My Mother has 600K and is 80 years old. She wants to leave the 600k to her children and needs it to supply $2,500/ + inflation per month to live.
What is a safe approach for her?
Thanks for your thoughts
You need to withdraw 5%. Conventional wisdom suggests 4% is the target. What is working in your favor are 3 things
1) mother is older- she may need to only sustain withdraws for 20 more years
2) the goal of 600k as a gift at death is one where if not met, it has little consequence (at the time) to your mother.
3) 5% is achievable with some fixed income products.
You did not mention tax brackets. If mother files taxes as single, the 30k income puts her in 15% tax bracket. SS might shoot her into 25% tax bracket ($32550 is cap).
You did not mention if the 600k is in a taxable account now, or in an IRA type holding.
Here is what I would do-
Look for CDs paying 5%+ in interest. See if interest is paid every year or at maturity.
Look for any bond funds yielding 5%
Look for any moderate investment which appreciates around 3-5% per year (balanced fund or moderate allocation fund).
Look for ways to piece a 3-5 income bucket portfolio together to minimize risk.
Then come up with an asset allocation which maintains the 600k amount, and profides the 30k annual growth/income needed.
Examples
bucket 1. 100k in a CD yielding 4% -provides $4000, taxed at 15%
bucket 2. 100k in a bond fund yielding 3.5% (maybe split between a short term bond fund and an inflation bond fund). provides $3500 taxed at 15%
bucket 3. 100k in a equity income fund yielding 2%. provides $2000 taxed at 5% dividend rate and could appreciate in value.
bucket 4 100k in a moderate allocation fund (one which invests in natural resources, gold, silver type). Appreciates 5% per year, provides $5000, taxed at 5% as a LTCG.
bucket 5 100k in a S&P 500 or similar mutual fund. provides 1.5% in dividends- $1500, plus appreciation.
bucket 6 100k in another investment.

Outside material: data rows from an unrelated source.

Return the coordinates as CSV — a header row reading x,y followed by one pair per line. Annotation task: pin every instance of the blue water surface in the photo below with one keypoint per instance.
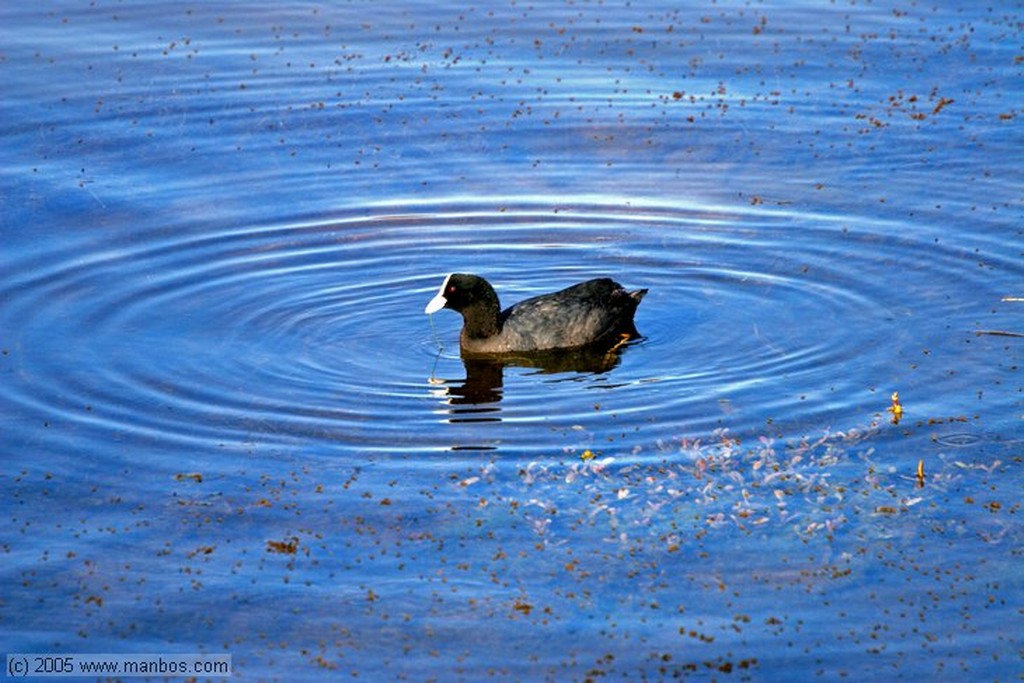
x,y
228,427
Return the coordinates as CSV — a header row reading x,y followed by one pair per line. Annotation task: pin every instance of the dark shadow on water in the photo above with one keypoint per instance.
x,y
475,397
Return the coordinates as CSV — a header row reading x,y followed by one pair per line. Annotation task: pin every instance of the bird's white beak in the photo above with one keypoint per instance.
x,y
438,301
435,304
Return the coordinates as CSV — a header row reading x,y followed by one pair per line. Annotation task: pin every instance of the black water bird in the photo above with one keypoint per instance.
x,y
595,313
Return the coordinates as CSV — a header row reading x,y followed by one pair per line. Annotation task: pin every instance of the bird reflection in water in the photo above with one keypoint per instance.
x,y
474,398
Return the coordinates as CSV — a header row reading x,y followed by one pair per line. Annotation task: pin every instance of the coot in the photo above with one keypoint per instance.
x,y
594,312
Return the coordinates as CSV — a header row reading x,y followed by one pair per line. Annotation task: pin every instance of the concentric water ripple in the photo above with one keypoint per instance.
x,y
311,334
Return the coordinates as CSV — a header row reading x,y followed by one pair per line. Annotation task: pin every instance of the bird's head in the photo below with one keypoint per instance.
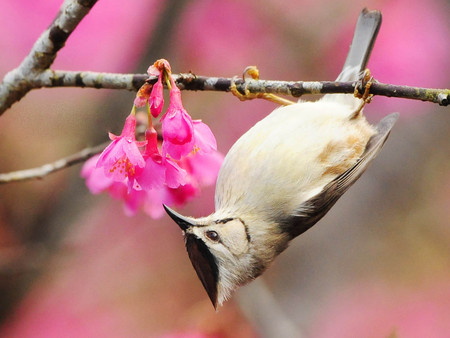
x,y
225,252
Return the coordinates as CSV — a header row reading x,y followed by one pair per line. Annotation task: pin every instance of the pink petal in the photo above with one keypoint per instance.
x,y
96,181
177,151
177,126
140,101
175,176
154,200
153,71
204,168
205,141
152,176
132,152
156,99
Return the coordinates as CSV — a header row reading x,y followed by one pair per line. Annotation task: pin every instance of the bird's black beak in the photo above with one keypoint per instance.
x,y
204,264
183,222
201,257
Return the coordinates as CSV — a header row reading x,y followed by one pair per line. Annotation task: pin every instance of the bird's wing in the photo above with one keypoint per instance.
x,y
315,208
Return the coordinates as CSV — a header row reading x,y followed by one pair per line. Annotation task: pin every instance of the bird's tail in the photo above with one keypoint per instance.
x,y
366,31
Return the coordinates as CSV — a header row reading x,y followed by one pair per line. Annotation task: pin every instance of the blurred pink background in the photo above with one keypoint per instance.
x,y
74,265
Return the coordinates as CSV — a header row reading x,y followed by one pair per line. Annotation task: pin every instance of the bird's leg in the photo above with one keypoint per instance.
x,y
366,97
253,72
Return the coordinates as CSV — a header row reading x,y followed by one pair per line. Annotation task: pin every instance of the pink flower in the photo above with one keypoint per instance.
x,y
158,169
152,175
96,180
143,95
158,67
156,99
177,127
204,140
203,168
122,156
172,197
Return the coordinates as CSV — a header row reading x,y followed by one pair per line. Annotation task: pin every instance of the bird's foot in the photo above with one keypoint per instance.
x,y
253,73
366,97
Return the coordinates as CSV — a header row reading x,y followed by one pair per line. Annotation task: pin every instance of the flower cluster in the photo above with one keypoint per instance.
x,y
149,173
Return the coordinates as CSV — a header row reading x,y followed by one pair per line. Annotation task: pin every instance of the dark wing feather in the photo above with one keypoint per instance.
x,y
315,208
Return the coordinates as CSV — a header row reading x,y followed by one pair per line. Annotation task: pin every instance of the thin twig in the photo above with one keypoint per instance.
x,y
40,172
191,81
18,82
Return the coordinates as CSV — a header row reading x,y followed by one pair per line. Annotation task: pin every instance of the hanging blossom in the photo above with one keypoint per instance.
x,y
146,174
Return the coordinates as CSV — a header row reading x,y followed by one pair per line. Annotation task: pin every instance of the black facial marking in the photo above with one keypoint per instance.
x,y
213,235
247,233
204,264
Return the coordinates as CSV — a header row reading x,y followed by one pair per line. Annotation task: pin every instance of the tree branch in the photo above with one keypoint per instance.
x,y
191,81
40,172
18,82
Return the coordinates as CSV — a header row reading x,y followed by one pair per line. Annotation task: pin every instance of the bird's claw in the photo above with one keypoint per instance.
x,y
366,82
253,73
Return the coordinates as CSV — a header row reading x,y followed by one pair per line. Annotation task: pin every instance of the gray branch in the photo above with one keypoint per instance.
x,y
18,82
42,171
191,81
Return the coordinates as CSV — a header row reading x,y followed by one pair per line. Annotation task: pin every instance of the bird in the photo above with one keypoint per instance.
x,y
283,175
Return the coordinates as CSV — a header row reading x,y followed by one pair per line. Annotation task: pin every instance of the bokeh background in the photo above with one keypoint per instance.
x,y
73,265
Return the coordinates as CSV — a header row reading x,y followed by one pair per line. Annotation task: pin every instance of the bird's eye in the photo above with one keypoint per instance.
x,y
212,235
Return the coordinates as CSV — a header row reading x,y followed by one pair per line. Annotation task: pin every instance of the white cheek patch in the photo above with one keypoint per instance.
x,y
234,237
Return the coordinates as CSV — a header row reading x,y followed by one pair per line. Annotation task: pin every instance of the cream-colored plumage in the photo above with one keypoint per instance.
x,y
306,144
282,176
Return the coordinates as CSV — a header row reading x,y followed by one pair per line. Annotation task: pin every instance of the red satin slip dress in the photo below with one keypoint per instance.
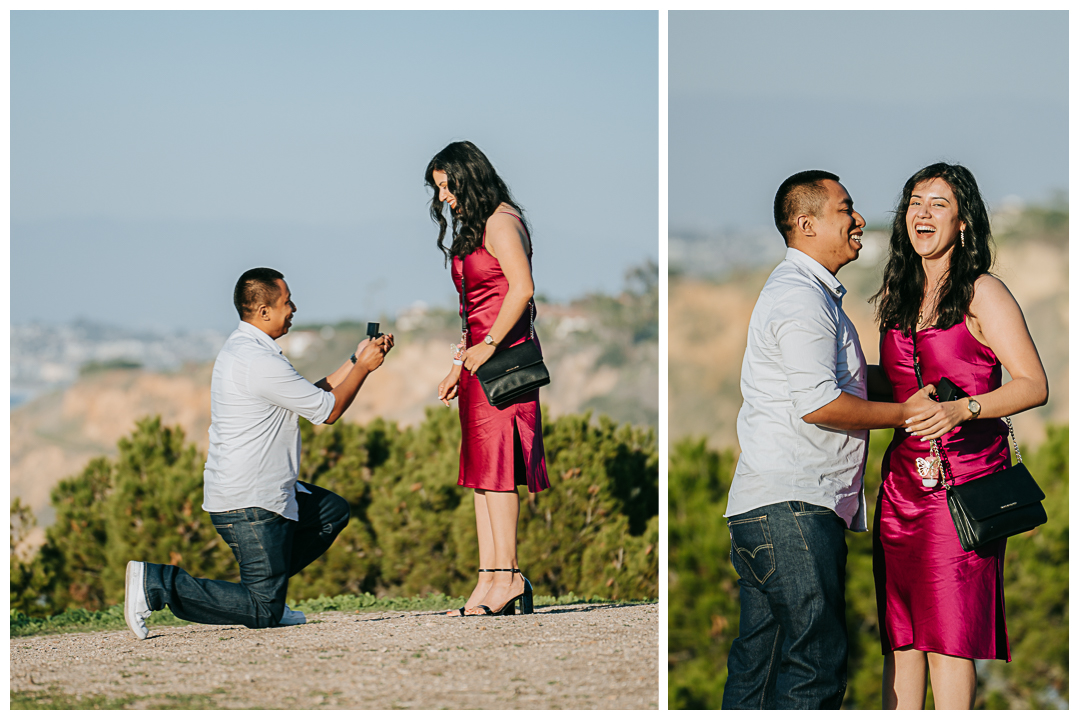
x,y
931,594
501,447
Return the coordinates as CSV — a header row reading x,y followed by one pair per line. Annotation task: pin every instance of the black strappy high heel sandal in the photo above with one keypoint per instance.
x,y
525,598
461,610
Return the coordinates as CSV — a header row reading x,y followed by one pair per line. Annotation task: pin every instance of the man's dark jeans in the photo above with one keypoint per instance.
x,y
792,650
269,548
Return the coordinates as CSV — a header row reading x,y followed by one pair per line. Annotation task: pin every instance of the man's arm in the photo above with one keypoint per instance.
x,y
806,333
850,412
369,356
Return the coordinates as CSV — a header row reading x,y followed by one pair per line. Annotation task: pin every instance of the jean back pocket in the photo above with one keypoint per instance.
x,y
752,545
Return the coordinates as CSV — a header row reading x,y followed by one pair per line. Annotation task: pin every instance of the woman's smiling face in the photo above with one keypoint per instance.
x,y
444,194
933,218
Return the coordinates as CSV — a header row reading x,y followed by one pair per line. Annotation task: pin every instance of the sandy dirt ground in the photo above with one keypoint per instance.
x,y
584,656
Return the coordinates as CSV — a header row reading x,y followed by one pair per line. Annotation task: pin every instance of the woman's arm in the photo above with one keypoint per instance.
x,y
508,243
997,322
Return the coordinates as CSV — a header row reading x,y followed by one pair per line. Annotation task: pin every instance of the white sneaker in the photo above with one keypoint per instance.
x,y
292,617
136,609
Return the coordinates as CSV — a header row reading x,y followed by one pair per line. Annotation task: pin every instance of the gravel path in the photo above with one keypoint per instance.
x,y
588,656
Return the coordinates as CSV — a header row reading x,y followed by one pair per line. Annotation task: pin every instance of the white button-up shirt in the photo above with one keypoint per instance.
x,y
801,353
255,397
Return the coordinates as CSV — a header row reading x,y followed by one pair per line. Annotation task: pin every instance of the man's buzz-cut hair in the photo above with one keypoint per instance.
x,y
799,194
256,287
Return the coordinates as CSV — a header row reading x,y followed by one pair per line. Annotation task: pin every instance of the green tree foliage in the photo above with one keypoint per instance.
x,y
412,529
703,593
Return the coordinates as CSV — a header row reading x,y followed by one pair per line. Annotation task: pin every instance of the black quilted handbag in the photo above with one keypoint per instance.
x,y
994,506
513,371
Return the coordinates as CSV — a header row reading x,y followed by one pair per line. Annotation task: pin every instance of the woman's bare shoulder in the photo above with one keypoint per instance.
x,y
989,290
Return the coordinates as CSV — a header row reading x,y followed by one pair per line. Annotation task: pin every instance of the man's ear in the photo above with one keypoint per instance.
x,y
804,225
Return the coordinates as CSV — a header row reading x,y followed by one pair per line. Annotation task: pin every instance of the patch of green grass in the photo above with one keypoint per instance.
x,y
112,619
83,621
55,700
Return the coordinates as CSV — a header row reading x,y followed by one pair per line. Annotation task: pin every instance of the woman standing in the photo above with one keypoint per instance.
x,y
940,607
501,447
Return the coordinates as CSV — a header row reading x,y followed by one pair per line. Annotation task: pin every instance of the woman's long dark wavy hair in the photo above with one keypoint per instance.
x,y
472,180
901,295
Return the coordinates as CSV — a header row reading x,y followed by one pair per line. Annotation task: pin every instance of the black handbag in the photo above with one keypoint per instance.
x,y
513,371
994,506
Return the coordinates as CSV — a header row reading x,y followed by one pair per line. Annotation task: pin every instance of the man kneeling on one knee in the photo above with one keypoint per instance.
x,y
274,525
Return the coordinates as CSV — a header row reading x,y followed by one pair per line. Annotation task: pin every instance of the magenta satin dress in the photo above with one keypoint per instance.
x,y
931,594
490,435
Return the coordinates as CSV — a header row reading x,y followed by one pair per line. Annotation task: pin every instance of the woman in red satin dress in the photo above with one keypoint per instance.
x,y
501,447
939,607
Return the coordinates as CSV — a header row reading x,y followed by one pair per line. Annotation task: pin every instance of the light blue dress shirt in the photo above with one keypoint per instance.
x,y
801,353
256,396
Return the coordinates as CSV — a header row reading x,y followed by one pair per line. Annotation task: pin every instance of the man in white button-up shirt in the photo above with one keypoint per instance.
x,y
802,431
274,525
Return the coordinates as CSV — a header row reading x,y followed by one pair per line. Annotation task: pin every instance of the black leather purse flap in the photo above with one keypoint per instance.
x,y
524,354
1009,490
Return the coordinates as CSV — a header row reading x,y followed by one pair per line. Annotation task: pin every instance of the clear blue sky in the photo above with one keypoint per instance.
x,y
873,96
157,155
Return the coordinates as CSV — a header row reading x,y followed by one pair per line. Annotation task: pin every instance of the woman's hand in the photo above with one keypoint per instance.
x,y
448,388
944,417
477,355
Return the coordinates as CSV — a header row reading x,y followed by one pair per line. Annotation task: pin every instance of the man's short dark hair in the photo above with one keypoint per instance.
x,y
256,287
799,194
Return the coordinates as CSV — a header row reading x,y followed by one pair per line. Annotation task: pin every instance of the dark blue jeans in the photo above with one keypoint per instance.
x,y
792,650
269,548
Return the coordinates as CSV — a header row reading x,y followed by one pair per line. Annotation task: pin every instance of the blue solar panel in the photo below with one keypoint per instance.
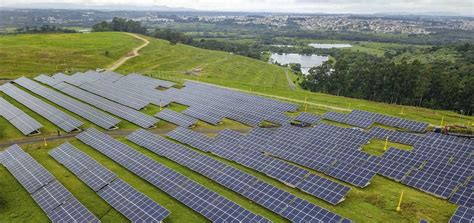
x,y
462,215
464,196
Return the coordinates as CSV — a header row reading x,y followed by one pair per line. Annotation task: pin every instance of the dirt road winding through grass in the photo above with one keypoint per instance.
x,y
131,54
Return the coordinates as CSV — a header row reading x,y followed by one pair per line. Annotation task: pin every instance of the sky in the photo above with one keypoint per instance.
x,y
462,7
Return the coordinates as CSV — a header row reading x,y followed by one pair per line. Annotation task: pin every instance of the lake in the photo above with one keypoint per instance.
x,y
329,45
307,61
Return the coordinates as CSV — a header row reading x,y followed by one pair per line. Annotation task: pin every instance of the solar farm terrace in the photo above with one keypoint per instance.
x,y
304,151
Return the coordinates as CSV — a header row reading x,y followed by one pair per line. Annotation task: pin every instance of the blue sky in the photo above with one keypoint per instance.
x,y
464,7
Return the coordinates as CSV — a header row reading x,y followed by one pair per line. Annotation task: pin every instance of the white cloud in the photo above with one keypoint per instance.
x,y
465,7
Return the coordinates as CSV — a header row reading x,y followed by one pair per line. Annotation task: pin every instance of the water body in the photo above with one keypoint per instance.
x,y
329,45
307,61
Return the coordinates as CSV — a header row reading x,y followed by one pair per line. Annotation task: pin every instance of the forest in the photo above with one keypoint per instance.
x,y
437,84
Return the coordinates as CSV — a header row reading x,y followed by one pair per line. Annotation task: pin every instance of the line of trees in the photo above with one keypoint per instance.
x,y
120,25
438,84
174,37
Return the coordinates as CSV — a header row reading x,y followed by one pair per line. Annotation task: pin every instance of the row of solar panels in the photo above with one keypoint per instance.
x,y
449,177
226,146
273,198
208,103
53,198
134,205
364,119
199,198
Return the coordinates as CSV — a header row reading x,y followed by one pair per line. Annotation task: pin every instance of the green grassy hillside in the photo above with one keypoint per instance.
x,y
181,62
376,203
29,55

Money market, REIT, municipal bond or other. Yield anywhere from 1% to 5%, provides 1-5k of income.
Then add it up
$4000 taxes owed $600
$3500 taxes owed $525
$2000 taxes owed $100
$5000 taxes owed $250
$1500 taxes owed $75
$1000 taxes owed $150
This is $17,000 of the needed $30,000. If the budget includes taxes (in the 30k, I think some tax planning might actually reduce the need to around 25k or 27k)
I would suggest selling bucket 3-4-5, or use cash in bucket 6 to meet the need of the other $13000. Buckets 2 and 3 will be 200k sitting there forever, doing their thing. Bucket 6 could do same thing if desired. Buckets 3-4-5 have the chance to grow much larger than the $13000 needed each year (granted in case of bucket 4 it is anticipated the fund already appreciates 5%).
$19000 is 6.3% of $300k. Meaning if overall gain of buckets 3-4-5 is 6.3% annually or greater, the portfolio grows in value.
If you can find better yields for buckets 1 and 2, the likelihood of this working is much higher, IMO. Like the 6% CD another poster mentioned, or maybe an equity income fund which yields 5% instead of 2% for bucket 3.
This portfolio is either 40-60 or 50-50 depending on allocation of bucket 6.